Senior citizens have a right to certain personal freedoms.
You don't have a "right" to have a book in pdf format.
Your argument only holds if you feel you are somehow entitled to have the product you want, in the exact format you want. Your rights are in no way curtailed by them not providing pdfs. Meanwhile the company does have a right - a real, legal right - to decide how to manage their products.
Now, when we are young, our parents may withhold something we want (like, TV time or videogame time) as punishments. But we aren't kids any more - shouldn't we recognize now that sometimes we can't get exactly what we want?
Which is not to say that you can't choose not to buy until they fulfill some certain criteria - even completely arbitrary criteria. It is your money, that's your call.

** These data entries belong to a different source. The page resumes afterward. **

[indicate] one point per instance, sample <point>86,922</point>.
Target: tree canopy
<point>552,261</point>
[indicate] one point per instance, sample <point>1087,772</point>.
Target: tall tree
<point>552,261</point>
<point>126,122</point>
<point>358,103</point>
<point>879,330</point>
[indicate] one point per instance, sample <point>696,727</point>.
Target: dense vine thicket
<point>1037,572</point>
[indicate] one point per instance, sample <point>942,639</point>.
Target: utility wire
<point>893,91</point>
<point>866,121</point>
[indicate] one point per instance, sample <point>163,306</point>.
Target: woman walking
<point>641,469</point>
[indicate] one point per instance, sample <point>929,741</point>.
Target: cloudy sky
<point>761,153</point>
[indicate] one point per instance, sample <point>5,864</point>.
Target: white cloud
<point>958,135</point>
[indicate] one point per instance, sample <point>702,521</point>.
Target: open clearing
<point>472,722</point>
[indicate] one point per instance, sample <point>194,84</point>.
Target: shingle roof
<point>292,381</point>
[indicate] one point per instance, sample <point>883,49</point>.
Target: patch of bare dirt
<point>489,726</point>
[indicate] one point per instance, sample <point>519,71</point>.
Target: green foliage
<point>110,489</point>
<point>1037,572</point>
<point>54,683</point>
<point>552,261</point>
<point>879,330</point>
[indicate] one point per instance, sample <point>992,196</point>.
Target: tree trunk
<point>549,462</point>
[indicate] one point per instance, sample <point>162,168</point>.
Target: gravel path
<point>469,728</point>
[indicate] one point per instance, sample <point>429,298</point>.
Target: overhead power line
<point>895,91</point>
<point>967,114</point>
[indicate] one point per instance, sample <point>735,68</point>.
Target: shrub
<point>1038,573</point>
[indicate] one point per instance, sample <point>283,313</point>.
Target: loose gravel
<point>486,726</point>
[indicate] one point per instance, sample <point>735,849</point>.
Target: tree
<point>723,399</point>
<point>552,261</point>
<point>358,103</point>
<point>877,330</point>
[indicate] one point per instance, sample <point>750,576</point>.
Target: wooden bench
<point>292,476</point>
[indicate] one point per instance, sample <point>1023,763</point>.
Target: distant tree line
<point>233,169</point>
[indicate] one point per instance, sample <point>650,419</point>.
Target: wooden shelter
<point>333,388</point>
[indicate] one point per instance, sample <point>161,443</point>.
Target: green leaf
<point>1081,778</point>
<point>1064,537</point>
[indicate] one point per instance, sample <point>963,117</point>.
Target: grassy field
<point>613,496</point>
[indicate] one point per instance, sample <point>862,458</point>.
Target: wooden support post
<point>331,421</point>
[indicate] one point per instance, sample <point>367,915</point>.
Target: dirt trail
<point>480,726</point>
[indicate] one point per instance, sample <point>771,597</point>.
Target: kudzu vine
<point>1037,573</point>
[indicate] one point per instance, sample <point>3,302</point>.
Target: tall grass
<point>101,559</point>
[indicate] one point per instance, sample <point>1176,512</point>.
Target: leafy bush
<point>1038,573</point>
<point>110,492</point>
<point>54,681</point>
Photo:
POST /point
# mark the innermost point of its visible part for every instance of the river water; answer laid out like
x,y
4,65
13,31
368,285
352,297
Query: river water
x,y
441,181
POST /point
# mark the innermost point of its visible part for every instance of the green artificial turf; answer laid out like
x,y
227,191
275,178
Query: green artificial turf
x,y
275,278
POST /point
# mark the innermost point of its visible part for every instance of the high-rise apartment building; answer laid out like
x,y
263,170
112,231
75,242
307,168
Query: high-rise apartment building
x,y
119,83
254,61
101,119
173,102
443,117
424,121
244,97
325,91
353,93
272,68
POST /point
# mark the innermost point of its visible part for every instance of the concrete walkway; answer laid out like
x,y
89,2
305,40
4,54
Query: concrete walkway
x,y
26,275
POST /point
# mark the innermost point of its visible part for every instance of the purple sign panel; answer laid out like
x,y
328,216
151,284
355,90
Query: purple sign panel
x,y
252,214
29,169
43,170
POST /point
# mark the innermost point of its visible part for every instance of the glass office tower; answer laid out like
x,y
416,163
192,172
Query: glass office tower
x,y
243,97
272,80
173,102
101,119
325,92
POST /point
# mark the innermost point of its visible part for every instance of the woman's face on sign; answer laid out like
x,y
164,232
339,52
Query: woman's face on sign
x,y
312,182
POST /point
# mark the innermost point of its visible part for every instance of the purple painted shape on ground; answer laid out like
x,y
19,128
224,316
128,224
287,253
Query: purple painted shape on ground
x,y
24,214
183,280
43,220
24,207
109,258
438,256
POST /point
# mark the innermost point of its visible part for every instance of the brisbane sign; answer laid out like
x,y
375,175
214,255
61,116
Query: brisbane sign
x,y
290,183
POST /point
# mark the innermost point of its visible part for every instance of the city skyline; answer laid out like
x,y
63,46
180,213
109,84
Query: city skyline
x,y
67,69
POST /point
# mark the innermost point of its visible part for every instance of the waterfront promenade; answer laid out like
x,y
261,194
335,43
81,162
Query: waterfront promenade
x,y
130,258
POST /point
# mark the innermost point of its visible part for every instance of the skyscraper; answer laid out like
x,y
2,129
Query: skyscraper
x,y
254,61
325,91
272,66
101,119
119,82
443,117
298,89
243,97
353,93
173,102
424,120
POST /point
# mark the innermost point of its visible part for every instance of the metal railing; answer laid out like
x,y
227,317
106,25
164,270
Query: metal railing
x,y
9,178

As for their reasons - I understand the argument that restricting sales of pdfs does not actually curtail piracy. However, what *I* understand is irrelevant. If we assume that that was the truth, and the whole of the decision*, and that they were honestly trying to act in the interests of the business and the brand. Basically, you are saying you are insulted by someone else honestly trying to do their job properly.
People make mistakes. Waiters spill coffee on us, paperwork gets lost, business decisions that don't really reflect reality as we understand it get made. That's not a good reason to feel insulted, is it?
*I don't make that assumption. I actually think there's much more to it than piracy. However, I don't believe we are entitled to their reasoning, either.